A food web model of Lake Garda as a management tool within the context of climate changes.

Abstract

Freshwater ecosystems support enormous biodiversity and provide key ecosystem services. However, alteration of natural flow regimes, nutrient loading and climate forcing have resulted in major impacts on water quality, food webs and productivity. Lake Garda, the largest of the deep southern subalpine lakes, experienced, during the last 40 years, a significant tendency to an increase of phosphorus content and water temperatures (0.035 °C/year in the upper 50 m layer). The objective of the thesis was to characterize trophic interactions and energy fluxes within the Lake Garda food web and to evaluate their temporal dynamics, considering effects of fisheries and climate change, using an Ecopath with Ecosim (EwE) mass-balanced model composed by 22 functional groups.
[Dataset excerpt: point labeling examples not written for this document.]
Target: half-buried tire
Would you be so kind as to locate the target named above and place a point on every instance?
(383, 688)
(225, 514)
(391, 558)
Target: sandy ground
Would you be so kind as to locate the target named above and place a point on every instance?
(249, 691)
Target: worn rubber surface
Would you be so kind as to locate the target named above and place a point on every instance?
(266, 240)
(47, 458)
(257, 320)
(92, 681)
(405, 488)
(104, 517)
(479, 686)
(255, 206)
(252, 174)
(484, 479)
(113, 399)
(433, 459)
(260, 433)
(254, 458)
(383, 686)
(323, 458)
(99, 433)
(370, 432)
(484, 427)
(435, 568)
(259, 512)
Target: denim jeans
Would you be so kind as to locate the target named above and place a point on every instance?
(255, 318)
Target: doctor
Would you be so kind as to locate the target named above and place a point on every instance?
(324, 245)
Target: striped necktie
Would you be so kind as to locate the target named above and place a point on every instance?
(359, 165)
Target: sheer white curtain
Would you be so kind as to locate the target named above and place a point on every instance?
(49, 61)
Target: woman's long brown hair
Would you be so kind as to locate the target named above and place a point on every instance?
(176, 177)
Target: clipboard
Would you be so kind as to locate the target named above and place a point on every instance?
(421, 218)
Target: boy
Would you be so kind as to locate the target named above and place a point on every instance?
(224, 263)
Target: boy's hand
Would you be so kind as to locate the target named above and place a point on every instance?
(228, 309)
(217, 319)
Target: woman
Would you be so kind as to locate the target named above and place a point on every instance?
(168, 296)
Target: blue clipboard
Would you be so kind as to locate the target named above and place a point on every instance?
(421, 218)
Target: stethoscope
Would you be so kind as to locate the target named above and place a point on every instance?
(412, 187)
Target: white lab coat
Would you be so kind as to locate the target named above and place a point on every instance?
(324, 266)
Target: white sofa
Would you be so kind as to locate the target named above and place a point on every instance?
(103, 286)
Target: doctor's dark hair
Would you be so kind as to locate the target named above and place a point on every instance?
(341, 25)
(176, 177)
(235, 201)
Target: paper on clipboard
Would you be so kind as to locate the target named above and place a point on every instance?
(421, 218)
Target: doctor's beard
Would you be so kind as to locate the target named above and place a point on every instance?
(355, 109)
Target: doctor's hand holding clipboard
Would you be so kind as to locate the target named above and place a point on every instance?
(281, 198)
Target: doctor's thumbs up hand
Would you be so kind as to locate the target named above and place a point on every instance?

According to the model outputs, ecotrophic efficiency is generally higher for fish groups and lower for zooplankton and primary producers, indicating that bottom-up control is the dominant pattern in the lake. At the current status, primary production required for total catch is 88.43 t/km2, which corresponds to 4.23% of total primary production (2090 t/km2/year). Dynamic simulations based on temperature increase scenarios show that, with constant primary production, effects on the different groups in terms of relative biomass are mixed, whereas, with increased primary production, effects are significantly positive for most groups, with an increase in the total biomass of the system up to 20%.